Isnt this just the problem for science....?

When was the last time you heard science tackling a problem by saying "Well I guess it cant be done, onto the next thing!"

Excelsior!

Oh, so you mean all those trees that are on buildings right now are not happy?
Well sorry Mr De Chant, we will apologize to the trees at once and remove them from the buildings.
After all you are an expert at theoretical researcher-turned-journalism.

I would love an explanation of why, "the velocity of rain, hail, snow and sleet is greater". I can't think of why this would be the case. I think precipitation hits terminal velocity pretty quickly after falling from a cloud and after that it is pretty steady. Maybe this is related to more wind (as a sideways velocity) rather than falling downward faster, as seemed to be implied?

All sorts of trees and plants live on mountains. They'd do just fine on a tall building too.
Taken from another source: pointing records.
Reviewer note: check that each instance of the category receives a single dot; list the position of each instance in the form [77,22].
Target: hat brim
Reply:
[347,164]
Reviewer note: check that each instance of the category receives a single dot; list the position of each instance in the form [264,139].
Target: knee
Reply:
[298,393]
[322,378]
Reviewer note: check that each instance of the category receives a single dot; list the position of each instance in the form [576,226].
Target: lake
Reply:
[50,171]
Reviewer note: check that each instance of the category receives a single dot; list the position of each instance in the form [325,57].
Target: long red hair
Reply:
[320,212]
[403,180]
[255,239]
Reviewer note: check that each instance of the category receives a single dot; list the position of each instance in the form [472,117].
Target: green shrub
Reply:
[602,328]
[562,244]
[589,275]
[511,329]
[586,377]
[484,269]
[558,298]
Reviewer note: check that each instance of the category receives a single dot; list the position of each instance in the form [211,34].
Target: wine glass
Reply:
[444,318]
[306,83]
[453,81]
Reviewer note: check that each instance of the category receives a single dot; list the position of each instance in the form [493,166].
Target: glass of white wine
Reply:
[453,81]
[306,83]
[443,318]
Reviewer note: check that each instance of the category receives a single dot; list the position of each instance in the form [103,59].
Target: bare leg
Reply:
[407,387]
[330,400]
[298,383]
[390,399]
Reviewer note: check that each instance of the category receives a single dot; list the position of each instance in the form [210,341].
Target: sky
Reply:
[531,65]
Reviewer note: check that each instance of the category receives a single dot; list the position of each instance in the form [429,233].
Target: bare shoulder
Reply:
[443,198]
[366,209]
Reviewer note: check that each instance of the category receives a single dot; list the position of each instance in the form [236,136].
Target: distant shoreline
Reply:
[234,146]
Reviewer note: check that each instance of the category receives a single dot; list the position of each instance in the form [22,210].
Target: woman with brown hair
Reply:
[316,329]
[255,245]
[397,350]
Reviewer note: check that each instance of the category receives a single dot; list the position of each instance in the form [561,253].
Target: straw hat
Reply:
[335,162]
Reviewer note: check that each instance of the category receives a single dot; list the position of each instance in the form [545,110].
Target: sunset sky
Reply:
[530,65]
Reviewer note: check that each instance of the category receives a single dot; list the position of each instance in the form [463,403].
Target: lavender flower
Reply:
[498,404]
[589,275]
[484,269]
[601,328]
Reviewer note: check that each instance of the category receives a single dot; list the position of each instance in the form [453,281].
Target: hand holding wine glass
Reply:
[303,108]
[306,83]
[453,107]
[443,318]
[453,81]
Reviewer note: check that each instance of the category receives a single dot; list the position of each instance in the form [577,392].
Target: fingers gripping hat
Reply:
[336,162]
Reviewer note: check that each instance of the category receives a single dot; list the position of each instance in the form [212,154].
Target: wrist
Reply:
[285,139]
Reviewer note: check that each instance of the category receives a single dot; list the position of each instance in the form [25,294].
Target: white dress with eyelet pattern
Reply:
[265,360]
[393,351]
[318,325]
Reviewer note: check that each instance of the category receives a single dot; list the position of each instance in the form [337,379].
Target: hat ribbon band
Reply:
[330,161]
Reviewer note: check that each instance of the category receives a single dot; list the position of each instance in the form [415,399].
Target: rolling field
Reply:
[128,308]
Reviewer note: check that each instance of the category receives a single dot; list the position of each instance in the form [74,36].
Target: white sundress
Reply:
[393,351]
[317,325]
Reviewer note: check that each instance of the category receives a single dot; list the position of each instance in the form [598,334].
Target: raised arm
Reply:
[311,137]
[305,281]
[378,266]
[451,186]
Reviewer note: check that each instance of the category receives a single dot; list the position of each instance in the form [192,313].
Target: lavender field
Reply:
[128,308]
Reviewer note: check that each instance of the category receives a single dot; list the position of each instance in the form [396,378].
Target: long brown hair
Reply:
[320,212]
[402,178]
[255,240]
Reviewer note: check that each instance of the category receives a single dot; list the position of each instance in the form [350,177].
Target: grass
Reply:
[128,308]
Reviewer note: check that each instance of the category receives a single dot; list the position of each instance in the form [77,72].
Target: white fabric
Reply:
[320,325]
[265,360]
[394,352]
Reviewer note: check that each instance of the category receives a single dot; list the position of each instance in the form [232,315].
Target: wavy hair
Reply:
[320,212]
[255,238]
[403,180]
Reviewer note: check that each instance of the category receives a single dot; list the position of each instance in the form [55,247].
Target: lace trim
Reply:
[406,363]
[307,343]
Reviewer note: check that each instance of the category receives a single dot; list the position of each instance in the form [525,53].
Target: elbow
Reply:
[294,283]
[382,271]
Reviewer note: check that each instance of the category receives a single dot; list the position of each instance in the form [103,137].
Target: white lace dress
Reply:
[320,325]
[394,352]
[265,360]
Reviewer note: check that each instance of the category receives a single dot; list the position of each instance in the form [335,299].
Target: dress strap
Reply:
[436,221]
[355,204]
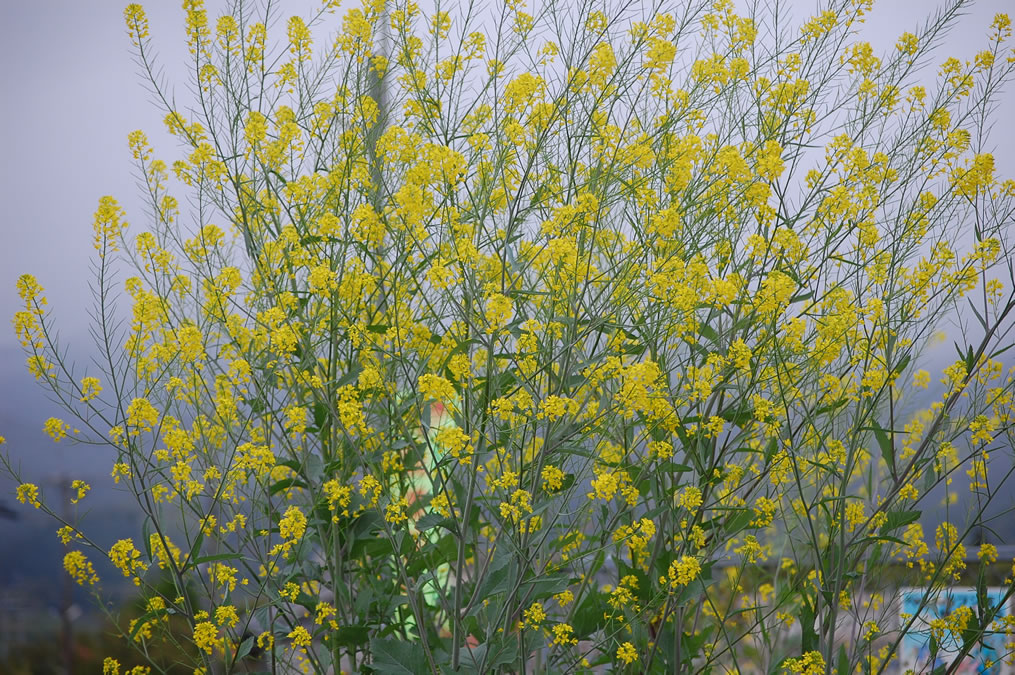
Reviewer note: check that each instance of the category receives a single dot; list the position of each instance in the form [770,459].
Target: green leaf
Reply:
[351,635]
[898,519]
[397,658]
[887,447]
[245,648]
[217,556]
[430,521]
[144,618]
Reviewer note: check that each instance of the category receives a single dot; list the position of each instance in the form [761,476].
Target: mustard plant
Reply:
[562,338]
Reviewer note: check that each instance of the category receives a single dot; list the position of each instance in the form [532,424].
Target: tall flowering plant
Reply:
[559,338]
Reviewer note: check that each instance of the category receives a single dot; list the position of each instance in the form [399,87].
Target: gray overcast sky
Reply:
[70,94]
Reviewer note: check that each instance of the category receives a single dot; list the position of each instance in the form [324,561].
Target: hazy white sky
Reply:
[70,93]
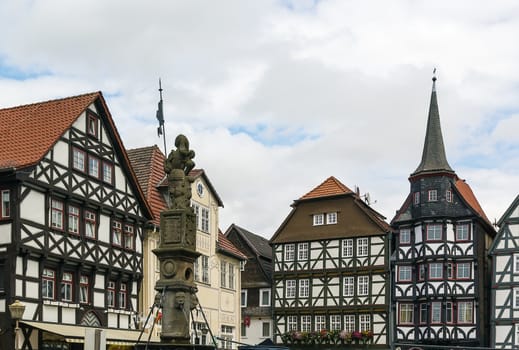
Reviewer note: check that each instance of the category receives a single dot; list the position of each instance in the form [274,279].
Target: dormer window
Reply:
[92,125]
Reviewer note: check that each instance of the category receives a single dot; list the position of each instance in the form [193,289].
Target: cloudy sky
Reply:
[278,95]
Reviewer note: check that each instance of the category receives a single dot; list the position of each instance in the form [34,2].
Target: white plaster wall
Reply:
[32,207]
[5,234]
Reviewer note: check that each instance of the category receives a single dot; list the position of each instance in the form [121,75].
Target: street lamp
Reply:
[16,309]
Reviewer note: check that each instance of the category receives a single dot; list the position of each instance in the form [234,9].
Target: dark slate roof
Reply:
[433,156]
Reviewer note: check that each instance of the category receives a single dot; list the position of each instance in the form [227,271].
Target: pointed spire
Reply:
[433,156]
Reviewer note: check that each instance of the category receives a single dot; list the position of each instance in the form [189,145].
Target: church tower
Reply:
[440,270]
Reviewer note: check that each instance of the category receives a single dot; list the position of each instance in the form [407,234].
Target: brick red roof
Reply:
[148,165]
[330,187]
[29,131]
[226,246]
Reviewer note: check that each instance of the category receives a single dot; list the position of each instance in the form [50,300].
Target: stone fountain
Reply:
[177,254]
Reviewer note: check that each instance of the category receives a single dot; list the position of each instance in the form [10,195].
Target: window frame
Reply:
[268,291]
[318,219]
[5,210]
[407,232]
[406,317]
[362,247]
[48,279]
[431,229]
[408,270]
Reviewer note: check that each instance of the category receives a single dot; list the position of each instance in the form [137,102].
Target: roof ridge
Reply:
[51,100]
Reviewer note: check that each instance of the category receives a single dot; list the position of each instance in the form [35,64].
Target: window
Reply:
[421,272]
[364,322]
[93,166]
[223,274]
[416,198]
[108,173]
[404,273]
[264,297]
[73,219]
[423,313]
[226,336]
[349,323]
[462,232]
[434,232]
[117,233]
[5,211]
[436,312]
[265,329]
[290,252]
[47,284]
[448,312]
[291,323]
[56,216]
[205,269]
[83,289]
[335,322]
[205,220]
[463,270]
[349,286]
[362,247]
[231,276]
[320,323]
[406,314]
[243,298]
[435,270]
[78,159]
[128,236]
[304,288]
[110,294]
[302,251]
[306,323]
[66,286]
[448,196]
[362,285]
[92,125]
[318,219]
[90,224]
[405,236]
[290,289]
[347,248]
[465,312]
[122,296]
[331,218]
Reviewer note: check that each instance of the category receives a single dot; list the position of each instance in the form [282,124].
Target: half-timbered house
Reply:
[216,270]
[331,266]
[504,315]
[71,223]
[441,268]
[256,283]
I don't think this author knows just how windy it can be on top of Colorado mountains where trees still grow fine up to 12,000 feet. Last I heard the highest building going up soon will be 3500 feet so altitude sure isn't going to be a problem.

And wind isn't either.

Up in the mountains the winds routinely top 100 mph and often up to 150 to 175 mph so the person who wrote this article is just a media sensationalist without any scientific credibility.

If governments and society are not willing to plant more trees horizontally, I see the likely hood of making tall buildings and growing them vertically unlikely.

Second, if this also an apartment complex, I trees also come with wildlife and bugs, which is not good for people or the structure of the building.

If a person walking on the street is hit in the head by a falling branch, can I make a law suit against the owner of this building?

I see this working just fine with Artifical trees. SO YES ARCHITECTS, YOU CAN PLANT TREES ON SKYCRAPERS.

More and more of these posts sound "Troll-y". Like the work of Trolls that is. Better suited for the Gizmodo crowd.

You know PopSci, instead of writing this crap a more scientific approach would have been to call up the Architects and invite them to do a piece/interview with PopSci on their design, the challenges they encountered, what engineering solutions they came up with and how they implemented them. Did they conduct any field testing of the concepts? What were the results??

I would have found this much more fascinating than some uneducated rant about trees and wind from and 'Armchair Architect' (if there ever was one).

Hail, rain etc would go faster higher up because the air is thinner. This equals less resistance which equals a higher terminal velocity, since terminal velocity is determined by how much air friction their is. less air means less friction..... however as someone pointed out, and I agree since I live in Denver at 5280 feet. Trees grow just fine up here!